Published: Tue 12 Oct 2004 02:12 PM
Bearing Bloody Witness
By William Rivers Pitt
From: http://www.truthout.org/docs_04/101204A.shtml
t r u t h o u t | Perspective
Tuesday 12 October 2004
***********
In the desert
I saw a creature, naked, bestial,
Who, squatting upon the ground,
Held his heart in his hands,
And ate of it.
I said: "Is it good, friend?"
"It is bitter - bitter," he answered;
"But I like it
Because it is bitter,
And because it is my heart."
- Stephen Crane, 'In the Desert'


The release of the report by Charles Duelfer and the Iraq Survey Group, which involved 1,625 U.N. and U.S. inspectors searching 1,700 sites in Iraq for weapons of mass destruction over two years at a cost of more than $1 billion, told me what I have known for more than two years.
More than two years ago, in August of 2002, I wrote a book titled 'War on Iraq: What Team Bush Doesn't Want You to Know.' The book was published in September of 2002, six months before the Iraq invasion was undertaken, and took a simple stand:
"The case for war against Iraq has not been made. This is a fact. It is doubtful in the extreme that Saddam Hussein has retained any aspect of the chemical, nuclear and biological weapons programs so thoroughly dismantled by the United Nations weapons inspectors who worked tirelessly in Iraq for seven years. This is also a fact.
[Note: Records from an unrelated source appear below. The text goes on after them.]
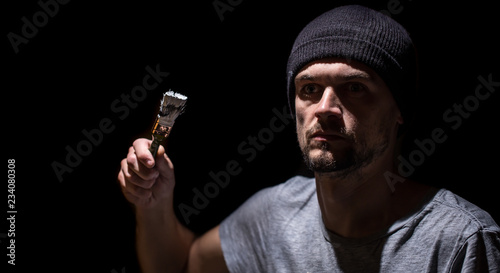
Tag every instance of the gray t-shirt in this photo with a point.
(279, 229)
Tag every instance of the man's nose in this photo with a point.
(329, 105)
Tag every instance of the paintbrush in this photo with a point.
(171, 106)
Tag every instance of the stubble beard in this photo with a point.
(324, 159)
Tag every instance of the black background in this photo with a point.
(66, 77)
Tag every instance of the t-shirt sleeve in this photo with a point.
(244, 234)
(480, 253)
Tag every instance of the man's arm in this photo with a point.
(163, 243)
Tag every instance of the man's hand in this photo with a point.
(147, 182)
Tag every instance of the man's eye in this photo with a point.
(356, 88)
(310, 89)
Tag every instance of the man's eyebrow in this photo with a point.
(356, 75)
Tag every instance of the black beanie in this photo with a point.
(365, 35)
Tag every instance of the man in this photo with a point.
(351, 83)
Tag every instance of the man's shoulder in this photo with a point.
(453, 217)
(296, 189)
(452, 207)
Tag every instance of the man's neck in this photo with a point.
(362, 204)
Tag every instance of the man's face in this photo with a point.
(346, 116)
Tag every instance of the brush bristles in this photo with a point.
(172, 105)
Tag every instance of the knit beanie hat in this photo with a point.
(365, 35)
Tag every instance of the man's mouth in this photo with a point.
(326, 136)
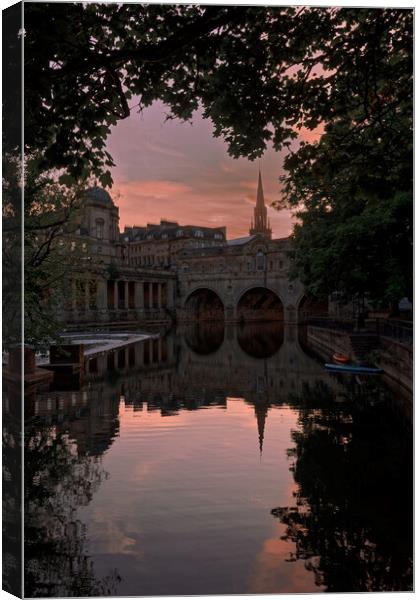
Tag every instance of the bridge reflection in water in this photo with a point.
(291, 479)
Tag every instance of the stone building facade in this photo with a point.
(167, 271)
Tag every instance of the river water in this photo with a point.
(218, 461)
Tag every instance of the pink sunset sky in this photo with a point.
(168, 169)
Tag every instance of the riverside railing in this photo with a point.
(396, 329)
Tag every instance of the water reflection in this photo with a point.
(128, 472)
(352, 518)
(260, 340)
(204, 337)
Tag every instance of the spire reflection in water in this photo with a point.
(183, 456)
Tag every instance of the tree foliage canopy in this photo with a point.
(259, 74)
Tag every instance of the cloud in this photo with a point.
(179, 171)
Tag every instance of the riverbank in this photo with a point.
(394, 357)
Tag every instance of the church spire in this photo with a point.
(261, 225)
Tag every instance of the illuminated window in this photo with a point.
(99, 229)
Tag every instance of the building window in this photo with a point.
(259, 261)
(99, 229)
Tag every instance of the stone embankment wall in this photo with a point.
(394, 358)
(325, 342)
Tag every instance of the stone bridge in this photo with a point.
(247, 281)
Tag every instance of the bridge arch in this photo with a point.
(204, 304)
(259, 303)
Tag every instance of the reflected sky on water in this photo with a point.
(218, 460)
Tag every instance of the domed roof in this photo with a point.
(99, 196)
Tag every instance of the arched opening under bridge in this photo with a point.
(204, 305)
(259, 304)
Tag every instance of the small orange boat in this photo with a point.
(342, 359)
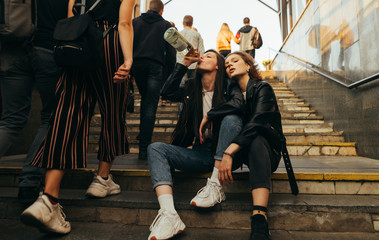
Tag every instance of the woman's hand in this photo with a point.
(192, 58)
(225, 170)
(123, 72)
(204, 125)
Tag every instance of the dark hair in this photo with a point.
(156, 5)
(188, 20)
(249, 60)
(194, 90)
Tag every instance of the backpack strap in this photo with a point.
(93, 6)
(289, 169)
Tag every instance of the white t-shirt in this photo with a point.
(207, 105)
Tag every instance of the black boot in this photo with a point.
(259, 228)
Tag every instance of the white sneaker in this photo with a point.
(102, 188)
(166, 225)
(209, 195)
(45, 216)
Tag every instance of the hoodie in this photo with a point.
(149, 44)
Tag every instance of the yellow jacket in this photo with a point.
(223, 40)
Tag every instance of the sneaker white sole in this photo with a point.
(101, 194)
(193, 203)
(180, 231)
(30, 220)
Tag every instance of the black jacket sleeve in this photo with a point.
(264, 112)
(233, 105)
(171, 90)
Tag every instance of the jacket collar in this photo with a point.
(251, 86)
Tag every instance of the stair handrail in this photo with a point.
(318, 70)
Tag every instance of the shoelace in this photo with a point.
(62, 216)
(204, 192)
(158, 218)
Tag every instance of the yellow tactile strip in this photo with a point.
(310, 176)
(339, 144)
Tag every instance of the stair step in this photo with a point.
(14, 229)
(317, 213)
(304, 148)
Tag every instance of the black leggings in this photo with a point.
(261, 160)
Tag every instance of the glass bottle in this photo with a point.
(175, 39)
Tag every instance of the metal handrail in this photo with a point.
(314, 68)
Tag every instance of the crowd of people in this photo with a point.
(229, 115)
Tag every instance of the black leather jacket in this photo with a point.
(187, 129)
(262, 116)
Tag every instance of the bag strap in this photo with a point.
(82, 6)
(107, 31)
(93, 6)
(289, 169)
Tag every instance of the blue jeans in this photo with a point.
(163, 157)
(149, 80)
(20, 73)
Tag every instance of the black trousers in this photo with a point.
(149, 79)
(261, 159)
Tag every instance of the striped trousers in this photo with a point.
(66, 142)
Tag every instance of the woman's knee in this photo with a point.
(232, 122)
(155, 148)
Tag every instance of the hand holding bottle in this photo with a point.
(191, 58)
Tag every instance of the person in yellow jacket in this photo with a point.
(224, 39)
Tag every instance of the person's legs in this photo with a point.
(162, 158)
(112, 99)
(46, 74)
(212, 193)
(149, 84)
(17, 86)
(260, 157)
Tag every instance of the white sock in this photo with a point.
(166, 202)
(214, 176)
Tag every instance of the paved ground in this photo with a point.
(13, 229)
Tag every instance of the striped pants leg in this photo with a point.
(65, 145)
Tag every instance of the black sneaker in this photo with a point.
(259, 228)
(142, 155)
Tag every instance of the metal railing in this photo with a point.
(318, 70)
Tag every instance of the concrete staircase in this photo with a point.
(339, 191)
(307, 133)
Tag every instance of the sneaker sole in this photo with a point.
(180, 231)
(98, 194)
(195, 205)
(31, 221)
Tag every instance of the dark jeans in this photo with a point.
(21, 71)
(251, 52)
(149, 79)
(200, 159)
(261, 160)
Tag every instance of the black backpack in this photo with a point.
(256, 40)
(79, 41)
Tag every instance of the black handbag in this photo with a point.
(79, 41)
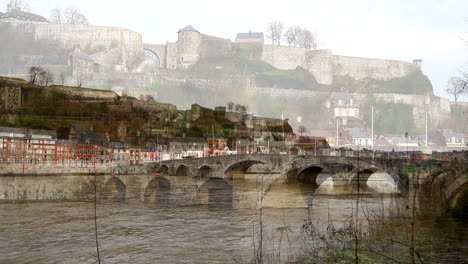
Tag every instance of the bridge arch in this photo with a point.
(153, 56)
(382, 181)
(164, 169)
(215, 193)
(241, 166)
(182, 170)
(114, 189)
(159, 191)
(204, 171)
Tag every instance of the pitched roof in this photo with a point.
(250, 35)
(81, 128)
(188, 28)
(12, 130)
(44, 132)
(187, 139)
(82, 56)
(356, 132)
(21, 15)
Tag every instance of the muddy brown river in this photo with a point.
(134, 232)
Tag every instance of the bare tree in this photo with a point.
(79, 81)
(20, 5)
(306, 39)
(149, 98)
(36, 75)
(62, 78)
(290, 36)
(457, 86)
(275, 32)
(302, 129)
(243, 108)
(72, 15)
(56, 16)
(230, 106)
(48, 78)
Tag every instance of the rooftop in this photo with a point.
(21, 15)
(250, 35)
(188, 28)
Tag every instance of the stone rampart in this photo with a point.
(85, 92)
(283, 57)
(378, 69)
(83, 36)
(211, 46)
(324, 65)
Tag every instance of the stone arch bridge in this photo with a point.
(451, 177)
(286, 168)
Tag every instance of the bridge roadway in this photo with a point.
(290, 166)
(450, 178)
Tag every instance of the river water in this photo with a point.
(134, 232)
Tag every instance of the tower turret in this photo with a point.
(188, 46)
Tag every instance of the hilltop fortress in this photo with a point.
(118, 59)
(191, 46)
(112, 49)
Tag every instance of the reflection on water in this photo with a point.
(135, 232)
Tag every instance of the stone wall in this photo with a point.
(84, 36)
(324, 65)
(85, 93)
(438, 109)
(283, 57)
(360, 68)
(188, 48)
(159, 50)
(214, 47)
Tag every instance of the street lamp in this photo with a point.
(427, 101)
(406, 136)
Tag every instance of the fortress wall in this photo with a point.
(438, 108)
(378, 69)
(211, 46)
(85, 92)
(283, 57)
(84, 35)
(160, 50)
(319, 62)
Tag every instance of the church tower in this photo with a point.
(188, 45)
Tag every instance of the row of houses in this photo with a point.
(352, 137)
(85, 147)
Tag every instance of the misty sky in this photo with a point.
(433, 30)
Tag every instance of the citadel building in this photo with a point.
(114, 49)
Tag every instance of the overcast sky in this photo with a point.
(433, 30)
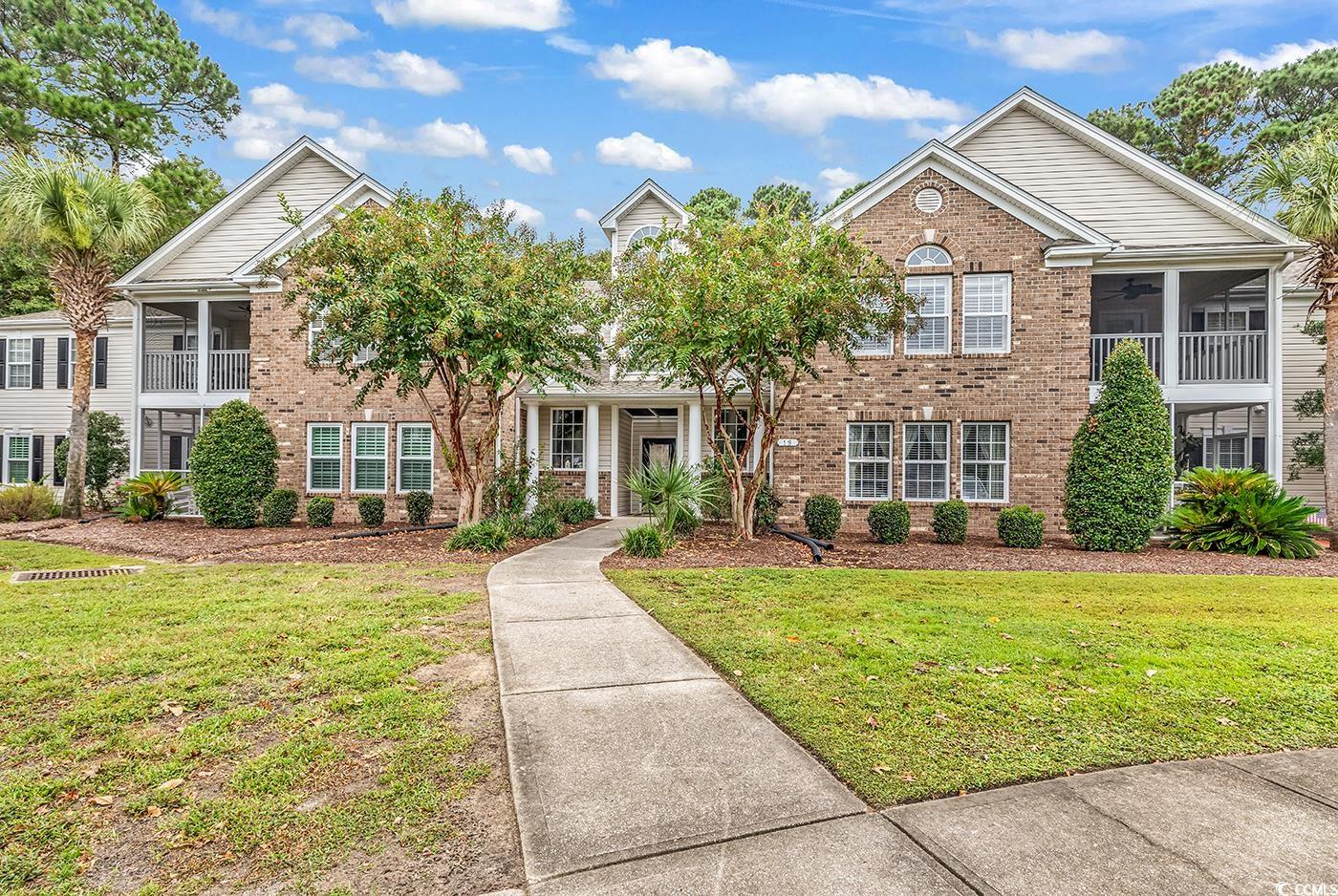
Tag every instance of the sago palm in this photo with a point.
(84, 218)
(1302, 182)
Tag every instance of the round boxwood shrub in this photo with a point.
(419, 505)
(371, 510)
(1021, 525)
(233, 465)
(822, 517)
(1120, 472)
(950, 519)
(320, 511)
(278, 508)
(890, 522)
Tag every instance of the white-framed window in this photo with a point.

The idea that Hussein has connections to fundamentalist Islamic terrorists is laughable - he is a secular leader who has worked for years to crush fundamentalist Islam within Iraq, and if he were to give weapons of any kind to Qaeda, they would use those weapons on him first." - p. 9
I wrote it after hearing former U.N weapons inspector Scott Ritter speak at Suffolk University in Boston on July 23, 2002. I stayed up all night after his talk to write about his dire predictions in an article for this publication that, I believe, helped in a small way to begin the unprecedented surge of activism against the invasion which eventually swept across the world.
"The Third Marine Expeditionary Force in California is preparing to have 20,000 Marines deployed in the Iraq region for ground combat operations by mid-October," Ritter told that Suffolk crowd in July of 2002. "The Air Force used the vast majority of its precision-guided munitions blowing up caves in Afghanistan. Congress just passed emergency appropriations money and told Boeing company to accelerate their production of the GPS satellite kits, that go on bombs that allow them to hit targets while the planes fly away, by September 30, 2002."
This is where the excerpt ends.